Footfall up to 5pm on Boxing Day was down 4.5% on the same period last year, according to monitoring service Springboard.
However bargain-hunters were still out in force in some places, with queues forming outside Selfridges in central London from 2.30am while intu, the owner of some of Britain’s biggest shopping centres, reported a big rise in footfall.
The wider drop in shopping trips to physical stores comes as consumers increasingly turn online for their purchases.
November’s Black Friday event has also been blamed for bringing forward store discounting from the traditional Boxing Day period.
Diane Wehrle, insights director at Springboard, said: “We did anticipate a drop in footfall on Boxing Day this year, but the scale of the drop is greater than expected.
“Given that last year footfall declined by 1.4% up to 5pm, but dropped by 2.3% over the 24 hour period as a whole, we are now expecting footfall to decline by more than 4% compared with last year over the day as a whole.
“The drop in footfall – the fifth out of the past six years – reinforces the lessening of the importance of Boxing Day as a key trading day in the retail calendar”.

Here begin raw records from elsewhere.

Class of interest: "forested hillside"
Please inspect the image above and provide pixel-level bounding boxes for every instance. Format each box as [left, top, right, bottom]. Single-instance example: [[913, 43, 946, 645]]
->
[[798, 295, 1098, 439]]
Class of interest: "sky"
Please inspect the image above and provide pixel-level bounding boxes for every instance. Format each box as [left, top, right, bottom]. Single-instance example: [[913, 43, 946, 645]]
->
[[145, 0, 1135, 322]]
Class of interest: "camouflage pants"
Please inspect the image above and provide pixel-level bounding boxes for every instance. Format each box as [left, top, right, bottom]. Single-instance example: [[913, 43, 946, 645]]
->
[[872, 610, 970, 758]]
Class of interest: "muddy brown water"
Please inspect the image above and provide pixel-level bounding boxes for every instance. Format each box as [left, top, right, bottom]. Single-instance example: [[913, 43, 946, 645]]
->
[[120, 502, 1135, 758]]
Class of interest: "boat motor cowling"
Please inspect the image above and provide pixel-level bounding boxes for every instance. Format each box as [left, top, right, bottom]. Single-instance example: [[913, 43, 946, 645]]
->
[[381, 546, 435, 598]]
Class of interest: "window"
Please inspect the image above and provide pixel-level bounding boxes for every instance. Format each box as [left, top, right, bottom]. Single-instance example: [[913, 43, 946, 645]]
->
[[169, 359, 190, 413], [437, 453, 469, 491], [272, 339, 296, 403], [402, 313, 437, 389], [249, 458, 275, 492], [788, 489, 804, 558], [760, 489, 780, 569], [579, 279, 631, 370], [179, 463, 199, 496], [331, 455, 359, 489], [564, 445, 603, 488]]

The Springboard figures showed a 5.8% decline for high street shopping visits, a 4% downturn for shopping centres and a 2% drop at out of town locations.
Online sales fared better and some shoppers were already spending on Christmas Day itself, with sales on 25 December up 5% on last year according to ecommerce trends experts PCA Predict.
They were forecast to be up 6.2% for Boxing Day.
Currys PC World said more than a quarter of a million customers logged on in one hour on Tuesday morning, with 63% using phones to place orders.
Selfridges said that after three hours trading on Boxing Day from 9am it had registered £4m in sales at its London, Birmingham and Manchester stores and online and it was expecting a record-breaking day.
Barclaycard has predicted that 34% of Britons will go to the festive sales, up from 23% last year.
It found that after months of “feeling the squeeze” amid rising inflation and weak pay growth, many consumers were looking forward to taking advantage of discounts.
Intu, owner of shopping centres including Gateshead’s Metrocentre, Manchester’s Trafford Centre and Lakeside in Essex, reported an 8.5% rise in footfall by mid-afternoon.
Gordon McKinnon, operations director at intu, said: “We are buzzing with activity.”